SALT LAKE CITY — A Utah video game developer has been sentenced to one year in jail and ordered to pay restitution of at least $1.2 million.
David M. Rushton, 57, is the first person in the state prosecuted for failing to pay wages.
Rushton was convicted of pattern of unlawful activity, a second-degree felony; attempted unlawful dealing with property by fiduciary, a third-degree felony; and a payment of wages violation, a class A misdemeanor.
"It's a big deal, and not paying your employees, not only is it not cool, it's just bad," said Paul Murphy, spokesman for the Utah Attorney General's Office.
Rushton founded Sensory Sweep Studio, later renamed Fooptube LLC, in 2005. The company helped to develop games including "Tiger Woods PGA Tour 2005," "Street Fighter II: Hyper Fighting" and "Need for Speed: Most Wanted." Fooptube is now defunct.
Former Fooptube programmer Todd Smith said he first noticed trouble when his 401(k) contributions started showing up months late. Then, Smith said, he and other workers realized withholdings were being used to cover payroll. Not long after that, the paychecks stopped.
"If he really meant well, he wouldn't have been lying to us about the situation in the company," Smith said Thursday. "He would have told us what was really going on, and if we had the same goals, we would have stuck around."
Smith said the decision to leave was difficult because Rushton was a nice guy and had been well-liked.

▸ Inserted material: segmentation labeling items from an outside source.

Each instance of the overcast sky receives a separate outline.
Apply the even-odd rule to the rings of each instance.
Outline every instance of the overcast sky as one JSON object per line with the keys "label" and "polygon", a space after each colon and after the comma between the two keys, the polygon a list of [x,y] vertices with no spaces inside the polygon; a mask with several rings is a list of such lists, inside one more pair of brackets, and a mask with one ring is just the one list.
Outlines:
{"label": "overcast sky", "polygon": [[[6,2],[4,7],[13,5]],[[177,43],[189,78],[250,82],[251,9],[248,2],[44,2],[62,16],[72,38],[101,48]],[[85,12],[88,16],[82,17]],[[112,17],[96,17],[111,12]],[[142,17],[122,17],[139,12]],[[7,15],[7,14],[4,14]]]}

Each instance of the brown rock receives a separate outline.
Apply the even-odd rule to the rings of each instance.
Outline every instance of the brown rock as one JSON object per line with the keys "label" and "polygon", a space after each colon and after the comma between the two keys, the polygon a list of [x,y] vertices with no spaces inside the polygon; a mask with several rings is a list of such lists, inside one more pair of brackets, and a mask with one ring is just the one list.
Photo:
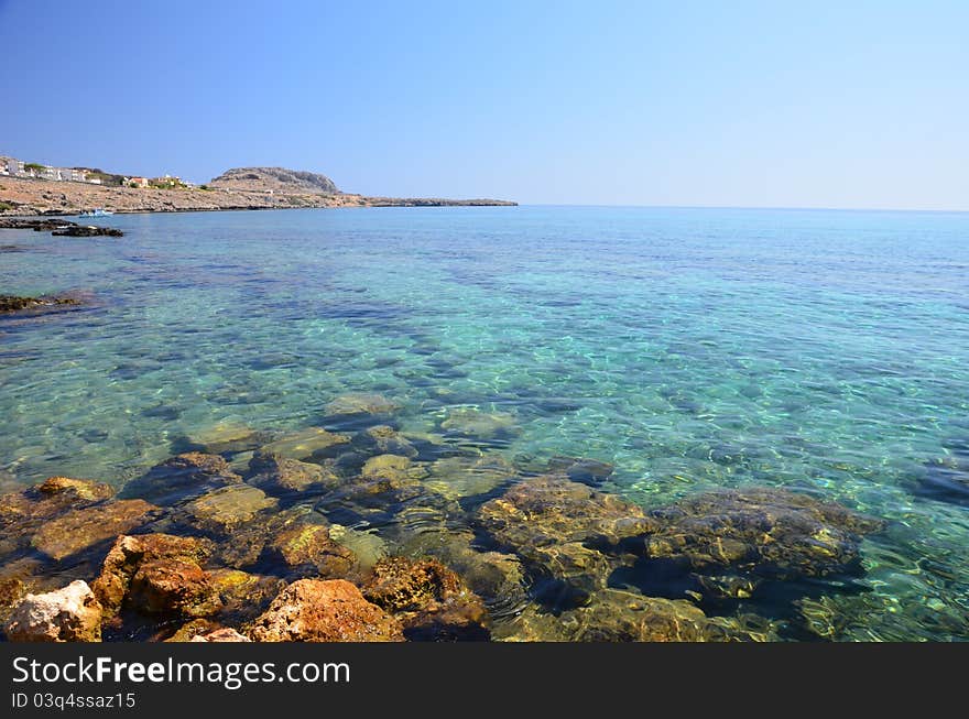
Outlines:
{"label": "brown rock", "polygon": [[242,478],[229,469],[222,457],[189,451],[171,457],[131,480],[121,495],[138,497],[167,506],[241,482]]}
{"label": "brown rock", "polygon": [[11,642],[99,642],[101,606],[84,581],[28,595],[4,628]]}
{"label": "brown rock", "polygon": [[394,613],[409,639],[487,640],[488,612],[461,578],[435,559],[382,559],[363,596]]}
{"label": "brown rock", "polygon": [[[105,557],[94,591],[109,614],[131,606],[148,612],[204,615],[218,608],[215,588],[199,564],[209,552],[205,541],[194,537],[120,536]],[[179,578],[185,580],[181,585]]]}
{"label": "brown rock", "polygon": [[135,499],[73,510],[45,522],[34,534],[31,544],[59,562],[144,524],[155,509]]}
{"label": "brown rock", "polygon": [[257,642],[399,642],[401,627],[342,579],[301,579],[252,624]]}

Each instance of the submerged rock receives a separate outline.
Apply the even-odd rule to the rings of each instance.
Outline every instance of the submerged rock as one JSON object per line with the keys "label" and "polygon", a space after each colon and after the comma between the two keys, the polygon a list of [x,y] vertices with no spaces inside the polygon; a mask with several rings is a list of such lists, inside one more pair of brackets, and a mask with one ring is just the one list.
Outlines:
{"label": "submerged rock", "polygon": [[914,492],[917,497],[969,506],[969,451],[926,462]]}
{"label": "submerged rock", "polygon": [[288,459],[277,454],[258,451],[249,460],[250,484],[276,495],[337,487],[340,478],[328,468]]}
{"label": "submerged rock", "polygon": [[487,494],[518,476],[514,465],[498,453],[443,457],[431,464],[427,487],[448,499]]}
{"label": "submerged rock", "polygon": [[488,612],[457,574],[435,559],[383,559],[363,596],[393,613],[413,640],[483,641]]}
{"label": "submerged rock", "polygon": [[351,392],[341,394],[326,405],[326,414],[335,417],[339,415],[389,415],[401,408],[396,402],[388,400],[382,394],[369,392]]}
{"label": "submerged rock", "polygon": [[263,445],[259,451],[263,455],[309,461],[333,457],[349,443],[350,437],[347,435],[327,432],[323,427],[308,427]]}
{"label": "submerged rock", "polygon": [[480,526],[540,577],[546,601],[584,601],[606,586],[622,559],[600,551],[651,529],[643,511],[612,494],[562,477],[513,486],[478,510]]}
{"label": "submerged rock", "polygon": [[384,424],[358,432],[353,435],[350,446],[356,451],[368,456],[401,455],[411,458],[417,456],[417,448],[410,439]]}
{"label": "submerged rock", "polygon": [[206,617],[220,602],[200,562],[210,543],[171,534],[120,536],[105,557],[94,591],[108,614],[122,608],[150,614]]}
{"label": "submerged rock", "polygon": [[58,297],[58,296],[41,296],[41,297],[18,297],[15,295],[0,295],[0,314],[14,312],[31,311],[32,314],[50,309],[63,309],[74,305],[79,305],[77,297]]}
{"label": "submerged rock", "polygon": [[242,478],[231,471],[219,455],[188,451],[171,457],[131,480],[121,495],[138,497],[167,506],[241,482]]}
{"label": "submerged rock", "polygon": [[203,494],[183,509],[185,522],[213,536],[229,536],[279,501],[249,484],[231,484]]}
{"label": "submerged rock", "polygon": [[189,641],[192,642],[251,642],[252,640],[240,634],[231,627],[224,627],[207,634],[196,634]]}
{"label": "submerged rock", "polygon": [[471,439],[497,439],[521,432],[518,420],[508,412],[483,412],[475,407],[456,407],[448,411],[440,428]]}
{"label": "submerged rock", "polygon": [[749,597],[765,579],[859,575],[861,536],[884,527],[840,504],[758,487],[687,498],[650,520],[645,574],[681,573],[688,591],[715,599]]}
{"label": "submerged rock", "polygon": [[531,607],[502,628],[505,641],[542,642],[723,642],[766,641],[732,619],[710,618],[684,599],[661,599],[602,589],[579,607],[555,615]]}
{"label": "submerged rock", "polygon": [[599,487],[612,475],[613,467],[607,461],[583,457],[553,457],[548,460],[548,471],[565,475],[574,482]]}
{"label": "submerged rock", "polygon": [[349,581],[301,579],[250,628],[257,642],[398,642],[401,625]]}
{"label": "submerged rock", "polygon": [[156,509],[132,499],[72,510],[41,525],[31,544],[59,562],[144,524]]}
{"label": "submerged rock", "polygon": [[101,606],[85,581],[28,595],[4,627],[11,642],[99,642]]}

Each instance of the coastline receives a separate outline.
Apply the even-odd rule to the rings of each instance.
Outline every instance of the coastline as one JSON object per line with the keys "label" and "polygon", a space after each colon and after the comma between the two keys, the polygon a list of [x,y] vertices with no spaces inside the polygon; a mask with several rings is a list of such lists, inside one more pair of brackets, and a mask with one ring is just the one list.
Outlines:
{"label": "coastline", "polygon": [[513,207],[500,199],[372,197],[347,193],[266,193],[228,188],[154,189],[0,177],[0,216],[76,215],[95,207],[116,214],[197,213],[330,207]]}

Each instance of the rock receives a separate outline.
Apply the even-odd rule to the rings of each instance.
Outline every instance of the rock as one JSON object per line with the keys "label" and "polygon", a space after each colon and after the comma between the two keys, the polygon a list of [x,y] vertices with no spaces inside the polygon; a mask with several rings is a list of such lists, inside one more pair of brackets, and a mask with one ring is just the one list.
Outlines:
{"label": "rock", "polygon": [[448,411],[440,428],[449,435],[471,439],[497,439],[518,434],[518,420],[508,412],[482,412],[475,407],[455,407]]}
{"label": "rock", "polygon": [[[385,477],[406,482],[411,478],[411,460],[400,455],[378,455],[363,462],[360,473],[370,479]],[[420,477],[420,475],[418,475]]]}
{"label": "rock", "polygon": [[386,556],[386,542],[374,532],[353,530],[342,524],[329,525],[329,538],[345,546],[357,557],[357,566],[361,571],[369,571],[378,562]]}
{"label": "rock", "polygon": [[54,230],[51,235],[54,237],[123,237],[124,232],[113,227],[70,225],[64,229]]}
{"label": "rock", "polygon": [[219,607],[200,562],[209,542],[171,534],[120,536],[105,557],[94,591],[108,614],[122,607],[149,613],[204,617]]}
{"label": "rock", "polygon": [[513,486],[478,510],[479,525],[547,581],[536,588],[554,606],[583,602],[624,562],[601,547],[646,532],[643,511],[562,477]]}
{"label": "rock", "polygon": [[65,306],[79,305],[76,297],[18,297],[14,295],[0,295],[0,314],[31,311],[39,312],[63,308]]}
{"label": "rock", "polygon": [[85,581],[28,595],[4,628],[11,642],[99,642],[101,606]]}
{"label": "rock", "polygon": [[391,557],[379,562],[363,596],[393,613],[407,639],[484,641],[490,636],[480,597],[435,559]]}
{"label": "rock", "polygon": [[308,427],[263,445],[260,454],[302,461],[325,459],[336,455],[349,442],[350,437],[347,435],[334,434],[323,427]]}
{"label": "rock", "polygon": [[745,631],[741,623],[711,619],[689,601],[602,589],[585,607],[559,615],[535,607],[501,629],[505,641],[542,642],[722,642],[765,641],[772,632]]}
{"label": "rock", "polygon": [[102,482],[96,482],[92,479],[72,479],[69,477],[48,477],[37,487],[37,491],[48,497],[66,492],[79,500],[89,502],[109,499],[115,493],[110,486]]}
{"label": "rock", "polygon": [[969,506],[969,450],[926,462],[914,493],[925,499]]}
{"label": "rock", "polygon": [[222,457],[189,451],[171,457],[128,482],[121,495],[139,497],[168,506],[241,482],[242,478],[229,470]]}
{"label": "rock", "polygon": [[514,465],[498,453],[443,457],[432,462],[427,487],[448,499],[487,494],[518,476]]}
{"label": "rock", "polygon": [[340,478],[319,465],[258,451],[249,460],[250,484],[275,495],[287,495],[337,487]]}
{"label": "rock", "polygon": [[270,540],[266,548],[287,567],[309,567],[325,578],[346,577],[357,562],[350,549],[330,538],[325,524],[290,524]]}
{"label": "rock", "polygon": [[565,475],[574,482],[599,487],[612,475],[613,467],[607,461],[580,457],[553,457],[548,460],[548,471]]}
{"label": "rock", "polygon": [[692,575],[710,598],[750,596],[763,579],[862,571],[861,535],[880,520],[781,489],[719,490],[650,513],[647,563]]}
{"label": "rock", "polygon": [[385,424],[358,432],[353,435],[350,446],[368,456],[400,455],[411,458],[417,456],[416,447],[404,435]]}
{"label": "rock", "polygon": [[143,500],[133,499],[72,510],[45,522],[31,544],[59,562],[144,524],[156,509]]}
{"label": "rock", "polygon": [[251,642],[248,636],[240,634],[231,627],[217,629],[208,634],[197,634],[192,638],[193,642]]}
{"label": "rock", "polygon": [[211,536],[229,536],[279,501],[249,484],[231,484],[203,494],[183,508],[184,521]]}
{"label": "rock", "polygon": [[257,642],[396,642],[400,624],[342,579],[301,579],[253,623]]}
{"label": "rock", "polygon": [[210,569],[208,576],[222,603],[219,618],[229,618],[233,623],[250,621],[264,612],[285,586],[279,577],[239,569]]}
{"label": "rock", "polygon": [[341,394],[326,405],[326,414],[335,417],[339,415],[390,415],[401,408],[396,402],[388,400],[382,394],[366,392],[352,392]]}

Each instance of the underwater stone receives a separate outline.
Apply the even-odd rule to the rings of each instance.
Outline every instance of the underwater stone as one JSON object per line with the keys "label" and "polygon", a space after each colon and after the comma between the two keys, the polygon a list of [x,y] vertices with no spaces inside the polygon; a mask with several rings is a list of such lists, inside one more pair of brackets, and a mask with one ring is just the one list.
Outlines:
{"label": "underwater stone", "polygon": [[156,509],[143,500],[133,499],[72,510],[45,522],[31,544],[59,562],[144,524]]}
{"label": "underwater stone", "polygon": [[[141,570],[142,565],[171,563],[175,567],[190,566],[200,567],[200,563],[211,553],[211,543],[197,537],[182,537],[171,534],[141,534],[135,536],[120,536],[115,542],[105,563],[101,574],[94,582],[94,591],[108,614],[116,613],[123,604],[131,601],[133,604],[156,606],[153,600],[142,601],[141,598],[129,597],[132,580]],[[192,574],[197,577],[195,570]],[[152,573],[144,580],[151,580]],[[160,576],[155,573],[154,576]],[[176,595],[178,609],[188,608],[189,614],[196,612],[190,608],[195,599],[202,599],[203,604],[210,602],[210,592],[205,588],[205,582],[195,582],[198,592],[189,596],[183,592]],[[151,589],[151,588],[149,588]]]}
{"label": "underwater stone", "polygon": [[548,460],[548,471],[565,475],[574,482],[599,487],[612,475],[613,467],[607,461],[583,457],[553,457]]}
{"label": "underwater stone", "polygon": [[229,535],[265,509],[274,508],[279,500],[249,484],[222,487],[184,506],[187,522],[205,533]]}
{"label": "underwater stone", "polygon": [[501,628],[504,641],[544,642],[725,642],[766,641],[732,619],[709,618],[684,599],[662,599],[618,589],[594,593],[585,607],[558,615],[527,608]]}
{"label": "underwater stone", "polygon": [[969,451],[926,462],[914,487],[917,497],[969,506]]}
{"label": "underwater stone", "polygon": [[498,453],[443,457],[428,472],[427,487],[448,499],[486,494],[518,476],[514,465]]}
{"label": "underwater stone", "polygon": [[401,455],[416,457],[417,449],[393,427],[381,424],[353,435],[350,446],[364,455]]}
{"label": "underwater stone", "polygon": [[248,636],[240,634],[231,627],[224,627],[207,634],[196,634],[192,642],[251,642]]}
{"label": "underwater stone", "polygon": [[330,538],[325,524],[290,524],[270,540],[266,548],[286,566],[308,567],[328,579],[346,577],[357,563],[350,549]]}
{"label": "underwater stone", "polygon": [[331,457],[349,442],[350,437],[347,435],[334,434],[323,427],[308,427],[263,445],[259,451],[263,455],[277,455],[287,459],[308,461]]}
{"label": "underwater stone", "polygon": [[352,392],[341,394],[326,405],[326,414],[329,416],[371,414],[393,414],[401,408],[396,402],[388,400],[382,394],[368,392]]}
{"label": "underwater stone", "polygon": [[121,495],[137,497],[166,506],[241,482],[242,478],[229,469],[222,457],[188,451],[171,457],[131,480],[124,486]]}
{"label": "underwater stone", "polygon": [[518,420],[508,412],[482,412],[475,407],[449,410],[440,428],[448,434],[469,438],[496,439],[521,431]]}
{"label": "underwater stone", "polygon": [[28,595],[4,627],[11,642],[99,642],[101,606],[85,581]]}
{"label": "underwater stone", "polygon": [[618,545],[651,526],[639,506],[563,477],[511,487],[482,504],[477,521],[499,545],[553,580],[536,588],[553,604],[583,602],[603,588],[625,559],[598,545]]}
{"label": "underwater stone", "polygon": [[109,499],[115,490],[92,479],[72,479],[70,477],[48,477],[39,487],[41,494],[52,495],[68,492],[79,500],[91,502]]}
{"label": "underwater stone", "polygon": [[[784,579],[860,574],[861,535],[884,522],[781,489],[719,490],[654,510],[645,555],[707,575],[703,589],[744,596],[754,585],[720,577]],[[743,593],[737,593],[737,587]]]}
{"label": "underwater stone", "polygon": [[400,623],[344,579],[301,579],[250,628],[257,642],[400,642]]}
{"label": "underwater stone", "polygon": [[393,613],[404,636],[424,641],[484,641],[488,612],[457,574],[435,559],[383,559],[363,596]]}
{"label": "underwater stone", "polygon": [[292,494],[312,488],[333,488],[340,478],[328,468],[260,450],[249,460],[247,481],[270,494]]}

"He lied to us about how things were really going and the outlook for the company in order to get us to stay without pay," Smith said. "He made sure that he kept paying the insurance because a lot of people stuck around without pay because they still had insurance and had medical problems."
While Ruston's case is unique, wage claim files happen all the time in Utah. According to the Utah Labor Commission, there were 1,500 cases in the past fiscal year. In 2009, when 95 workers — half of Fooptube's employees — started filing against Rushton, there were 2,700 claims filed.
Brent Asay, manager of the state's Wage Claim Unit, said workers should file as soon as the paychecks stop.
"If they start seeing the employer miss a pay day or another one after that, that should send off red flags in their mind that, ‘Maybe I should look for another job,'" he said.
The Utah Attorney General's Office prosecuted Rushton for failing to pay taxes and he was sentenced in 2010 to 18 months in jail and ordered to pay $516,816 for tax fraud and pattern of unlawful activity for the non-payment of income and withholding taxes.
There is an incentive for him to pay back his employees. After he serves a year in jail, he'll be put out on probation.
"While he's on probation, he will have to make a serious effort to pay restitution," Murphy said. "If not, he could face going to prison."
"I'm not sure if we'll see anything," Smith said. "I'm not expecting it personally."
To file a claim, it has to be for $50 to $10,000 and it can't be from more than a year ago. More information is available at laborcommission.utah.gov.